Using an INSERT statement is fine for testing tables or quick additions, but you're probably going to be working with hundreds or thousands of rows at a time. Luckily, there's a tool for that!

You can use specially formatted files, called delimited text files, to import data in bulk using SQL's COPY command like so:

    
      COPY table_name
      FROM '/path/to/file.csv'
      WITH (FORMAT CSV, HEADER);
    
  

You're going to import some census data, described here. You can download the file here. It's a heck of a lot bigger than the data sets you've been working on so far: it's got 3,143 records and 91 columns. Take a quick look at the file you just downloaded and see what you can learn about delimited text files. How are they organized? Where do the labels go? What separates the data?


Create the Table

Now that you have data, you have to create the table to import it all. And if you're making a table, you're going to have to create the columns, too. What data types will you need? Compare the some of the data in your import file to the list of Postgres data types. Don't make a complete list of all 91 columns. Instead, focus on the numeric and character types. What are some differences between the types? And what data types seem most useful to hold data in this table?

After struggling with that for a bit, here's the full CREATE TABLE query. Go ahead and run it in the analysis database. If you don't remember, look back at slides to see the last time you used a file and the psql command in the terminal. Remember to run it on the analysis database!

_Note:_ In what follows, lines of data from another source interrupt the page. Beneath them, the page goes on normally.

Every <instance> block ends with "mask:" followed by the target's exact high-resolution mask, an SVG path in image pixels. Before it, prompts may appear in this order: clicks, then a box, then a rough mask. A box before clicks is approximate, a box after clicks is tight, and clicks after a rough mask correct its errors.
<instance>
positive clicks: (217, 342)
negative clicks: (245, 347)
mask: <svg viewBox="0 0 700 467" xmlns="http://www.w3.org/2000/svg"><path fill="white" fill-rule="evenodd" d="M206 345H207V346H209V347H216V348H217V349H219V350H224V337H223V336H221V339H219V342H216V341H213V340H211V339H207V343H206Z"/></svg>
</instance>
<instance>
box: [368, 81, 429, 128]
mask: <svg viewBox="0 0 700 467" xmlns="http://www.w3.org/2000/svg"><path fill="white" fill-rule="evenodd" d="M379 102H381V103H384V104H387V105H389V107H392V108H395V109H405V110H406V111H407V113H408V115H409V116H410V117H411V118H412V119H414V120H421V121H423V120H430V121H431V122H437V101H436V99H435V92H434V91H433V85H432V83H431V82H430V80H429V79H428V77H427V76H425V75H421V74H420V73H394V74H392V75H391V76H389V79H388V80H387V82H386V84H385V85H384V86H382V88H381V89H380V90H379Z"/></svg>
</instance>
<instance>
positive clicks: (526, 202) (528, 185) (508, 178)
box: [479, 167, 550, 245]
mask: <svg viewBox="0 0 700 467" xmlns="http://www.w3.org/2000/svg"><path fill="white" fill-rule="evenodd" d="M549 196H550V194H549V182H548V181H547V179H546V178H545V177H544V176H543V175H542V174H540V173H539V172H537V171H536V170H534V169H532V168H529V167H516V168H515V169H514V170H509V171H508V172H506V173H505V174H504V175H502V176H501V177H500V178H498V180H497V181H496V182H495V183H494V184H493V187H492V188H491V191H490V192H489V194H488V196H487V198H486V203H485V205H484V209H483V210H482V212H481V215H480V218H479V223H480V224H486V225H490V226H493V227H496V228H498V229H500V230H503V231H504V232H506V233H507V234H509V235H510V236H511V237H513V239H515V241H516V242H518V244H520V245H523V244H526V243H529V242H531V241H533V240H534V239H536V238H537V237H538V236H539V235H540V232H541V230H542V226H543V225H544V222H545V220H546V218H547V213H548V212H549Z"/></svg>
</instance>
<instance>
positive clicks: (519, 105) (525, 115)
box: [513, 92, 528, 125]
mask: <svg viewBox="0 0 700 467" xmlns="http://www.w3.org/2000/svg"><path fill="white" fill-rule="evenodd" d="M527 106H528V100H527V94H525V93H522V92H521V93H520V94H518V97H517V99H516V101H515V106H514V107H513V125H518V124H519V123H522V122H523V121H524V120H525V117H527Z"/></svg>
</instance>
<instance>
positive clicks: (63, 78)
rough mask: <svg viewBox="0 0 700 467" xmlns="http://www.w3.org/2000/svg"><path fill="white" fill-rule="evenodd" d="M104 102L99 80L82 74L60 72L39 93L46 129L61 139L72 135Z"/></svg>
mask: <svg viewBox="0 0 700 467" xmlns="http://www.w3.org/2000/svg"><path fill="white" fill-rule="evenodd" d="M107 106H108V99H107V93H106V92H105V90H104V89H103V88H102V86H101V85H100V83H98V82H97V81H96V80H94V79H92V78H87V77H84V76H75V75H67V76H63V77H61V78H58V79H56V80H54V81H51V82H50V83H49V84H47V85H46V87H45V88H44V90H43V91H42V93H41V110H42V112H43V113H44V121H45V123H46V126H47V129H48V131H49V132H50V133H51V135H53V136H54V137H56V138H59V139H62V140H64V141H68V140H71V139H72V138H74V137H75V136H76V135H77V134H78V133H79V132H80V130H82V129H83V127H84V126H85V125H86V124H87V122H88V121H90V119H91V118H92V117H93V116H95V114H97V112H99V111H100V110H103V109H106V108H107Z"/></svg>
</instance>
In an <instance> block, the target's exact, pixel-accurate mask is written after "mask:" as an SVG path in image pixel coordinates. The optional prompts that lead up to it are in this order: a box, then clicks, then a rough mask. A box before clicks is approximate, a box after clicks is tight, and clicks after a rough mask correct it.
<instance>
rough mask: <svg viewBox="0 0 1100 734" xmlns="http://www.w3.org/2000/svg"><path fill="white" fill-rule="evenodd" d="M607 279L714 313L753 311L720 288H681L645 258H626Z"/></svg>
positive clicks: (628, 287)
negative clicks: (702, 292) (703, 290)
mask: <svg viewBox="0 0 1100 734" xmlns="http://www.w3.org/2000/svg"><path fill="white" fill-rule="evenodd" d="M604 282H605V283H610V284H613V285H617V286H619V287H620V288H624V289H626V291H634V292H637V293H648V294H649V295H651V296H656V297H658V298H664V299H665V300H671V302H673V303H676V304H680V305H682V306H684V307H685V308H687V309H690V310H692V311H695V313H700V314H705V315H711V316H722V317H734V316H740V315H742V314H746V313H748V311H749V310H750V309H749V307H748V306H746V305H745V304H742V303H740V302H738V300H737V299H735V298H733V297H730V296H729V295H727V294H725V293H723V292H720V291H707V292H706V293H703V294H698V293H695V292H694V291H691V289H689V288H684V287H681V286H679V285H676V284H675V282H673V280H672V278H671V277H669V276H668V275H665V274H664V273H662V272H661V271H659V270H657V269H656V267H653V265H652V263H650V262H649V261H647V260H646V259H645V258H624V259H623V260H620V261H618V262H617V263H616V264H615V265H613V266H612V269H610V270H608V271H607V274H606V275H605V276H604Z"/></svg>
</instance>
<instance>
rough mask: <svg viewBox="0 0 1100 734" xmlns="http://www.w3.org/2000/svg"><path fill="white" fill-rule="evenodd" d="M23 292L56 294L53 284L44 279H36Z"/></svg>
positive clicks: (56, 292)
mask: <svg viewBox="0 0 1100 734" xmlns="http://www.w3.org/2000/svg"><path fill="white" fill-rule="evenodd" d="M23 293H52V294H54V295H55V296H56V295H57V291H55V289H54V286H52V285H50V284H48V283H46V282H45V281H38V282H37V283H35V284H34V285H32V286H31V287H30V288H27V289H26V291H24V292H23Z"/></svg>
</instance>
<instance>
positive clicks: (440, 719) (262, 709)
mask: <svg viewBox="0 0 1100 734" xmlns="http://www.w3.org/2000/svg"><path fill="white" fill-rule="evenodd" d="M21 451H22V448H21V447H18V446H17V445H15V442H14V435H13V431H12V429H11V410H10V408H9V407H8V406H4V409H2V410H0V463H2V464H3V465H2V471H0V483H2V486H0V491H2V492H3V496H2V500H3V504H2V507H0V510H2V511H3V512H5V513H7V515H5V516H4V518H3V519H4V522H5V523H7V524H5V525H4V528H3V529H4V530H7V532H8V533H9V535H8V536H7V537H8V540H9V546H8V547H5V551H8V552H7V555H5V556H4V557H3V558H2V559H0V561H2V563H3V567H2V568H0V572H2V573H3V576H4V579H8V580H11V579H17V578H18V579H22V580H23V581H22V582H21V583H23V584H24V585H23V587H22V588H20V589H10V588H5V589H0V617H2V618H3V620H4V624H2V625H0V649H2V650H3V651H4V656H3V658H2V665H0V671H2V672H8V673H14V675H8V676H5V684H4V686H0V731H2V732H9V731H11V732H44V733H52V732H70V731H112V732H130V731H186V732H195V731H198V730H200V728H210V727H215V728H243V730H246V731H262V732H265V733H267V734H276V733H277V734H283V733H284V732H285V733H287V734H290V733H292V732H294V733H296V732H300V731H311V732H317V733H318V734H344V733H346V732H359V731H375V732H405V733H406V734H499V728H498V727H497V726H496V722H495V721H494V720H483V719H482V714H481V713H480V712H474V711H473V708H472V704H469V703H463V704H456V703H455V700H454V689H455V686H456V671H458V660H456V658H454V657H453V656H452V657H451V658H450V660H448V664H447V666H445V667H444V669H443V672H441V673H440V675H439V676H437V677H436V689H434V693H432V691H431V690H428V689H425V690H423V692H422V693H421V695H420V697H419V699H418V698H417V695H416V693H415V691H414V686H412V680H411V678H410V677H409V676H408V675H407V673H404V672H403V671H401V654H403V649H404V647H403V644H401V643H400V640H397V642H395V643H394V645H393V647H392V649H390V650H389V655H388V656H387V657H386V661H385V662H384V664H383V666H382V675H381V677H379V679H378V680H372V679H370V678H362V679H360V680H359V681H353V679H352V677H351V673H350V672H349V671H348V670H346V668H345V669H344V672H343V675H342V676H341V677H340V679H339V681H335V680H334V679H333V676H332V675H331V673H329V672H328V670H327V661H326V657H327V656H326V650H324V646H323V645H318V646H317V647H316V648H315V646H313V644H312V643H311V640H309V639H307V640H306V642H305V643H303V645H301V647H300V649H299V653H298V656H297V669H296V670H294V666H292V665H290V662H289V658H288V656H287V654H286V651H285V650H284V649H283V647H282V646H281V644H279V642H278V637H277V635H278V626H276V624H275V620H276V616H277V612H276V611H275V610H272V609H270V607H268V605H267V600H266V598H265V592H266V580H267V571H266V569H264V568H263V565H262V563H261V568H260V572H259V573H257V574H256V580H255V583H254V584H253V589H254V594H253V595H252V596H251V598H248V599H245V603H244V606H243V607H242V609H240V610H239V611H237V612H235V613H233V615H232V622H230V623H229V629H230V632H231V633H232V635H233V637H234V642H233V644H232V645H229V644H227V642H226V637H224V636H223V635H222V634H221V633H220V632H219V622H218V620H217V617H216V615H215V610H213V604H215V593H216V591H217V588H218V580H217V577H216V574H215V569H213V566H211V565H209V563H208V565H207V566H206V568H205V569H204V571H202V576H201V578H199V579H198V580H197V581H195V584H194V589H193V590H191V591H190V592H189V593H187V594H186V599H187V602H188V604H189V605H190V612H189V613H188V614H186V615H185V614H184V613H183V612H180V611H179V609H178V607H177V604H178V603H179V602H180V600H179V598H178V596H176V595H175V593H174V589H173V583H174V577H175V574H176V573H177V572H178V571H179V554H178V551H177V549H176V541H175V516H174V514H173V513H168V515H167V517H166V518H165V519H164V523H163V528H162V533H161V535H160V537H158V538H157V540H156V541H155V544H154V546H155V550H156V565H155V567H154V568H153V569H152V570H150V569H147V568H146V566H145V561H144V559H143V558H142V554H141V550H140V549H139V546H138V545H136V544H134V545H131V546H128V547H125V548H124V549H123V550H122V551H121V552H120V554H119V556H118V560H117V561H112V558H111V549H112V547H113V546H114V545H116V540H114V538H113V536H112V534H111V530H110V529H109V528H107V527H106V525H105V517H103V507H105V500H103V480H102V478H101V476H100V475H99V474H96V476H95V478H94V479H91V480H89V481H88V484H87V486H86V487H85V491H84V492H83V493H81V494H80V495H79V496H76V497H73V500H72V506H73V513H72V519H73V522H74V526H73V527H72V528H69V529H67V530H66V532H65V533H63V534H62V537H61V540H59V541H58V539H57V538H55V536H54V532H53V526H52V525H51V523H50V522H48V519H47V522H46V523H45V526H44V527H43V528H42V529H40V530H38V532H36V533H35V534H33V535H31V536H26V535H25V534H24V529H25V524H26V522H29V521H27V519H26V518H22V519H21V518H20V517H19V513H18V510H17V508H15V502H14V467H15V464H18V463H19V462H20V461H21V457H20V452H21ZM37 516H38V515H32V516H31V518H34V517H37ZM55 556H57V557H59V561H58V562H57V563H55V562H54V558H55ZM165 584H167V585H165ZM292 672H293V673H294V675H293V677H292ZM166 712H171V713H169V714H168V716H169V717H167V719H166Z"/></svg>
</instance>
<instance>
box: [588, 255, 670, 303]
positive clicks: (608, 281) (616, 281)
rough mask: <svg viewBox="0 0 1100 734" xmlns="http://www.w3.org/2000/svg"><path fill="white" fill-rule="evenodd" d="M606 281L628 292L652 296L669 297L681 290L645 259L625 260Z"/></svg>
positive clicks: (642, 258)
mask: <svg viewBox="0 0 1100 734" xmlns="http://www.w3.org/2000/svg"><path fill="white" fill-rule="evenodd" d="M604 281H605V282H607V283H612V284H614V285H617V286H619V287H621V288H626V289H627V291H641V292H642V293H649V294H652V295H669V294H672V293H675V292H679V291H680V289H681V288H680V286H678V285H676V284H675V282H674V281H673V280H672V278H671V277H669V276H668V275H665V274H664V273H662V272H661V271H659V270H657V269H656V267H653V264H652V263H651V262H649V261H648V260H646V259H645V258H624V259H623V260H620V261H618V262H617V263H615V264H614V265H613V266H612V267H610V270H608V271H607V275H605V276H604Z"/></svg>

Then open up pgAdmin and run SELECT * FROM us_counties_2010; to see if you have the table and columns.


Import the Data

Let's import all the data at once:

    
      COPY us_counties_2010
      FROM '/path/to/us_counties_2010.csv'
      WITH (FORMAT CSV, HEADER);
    
  

You should see a success message about 3143 rows being affected. Since you don't know where pgAdmin is located, it's best to use an absolute file path to the data file.


Inspect the Data

Run that SELECT query again to view all the data. Did it get imported correctly?

If it did, congrats! Practice using SELECT with the other keywords to craft queries that might reveal questions about the data. Don't forget about the PDF linked above to understand the data that you're looking at. Have fun exploring!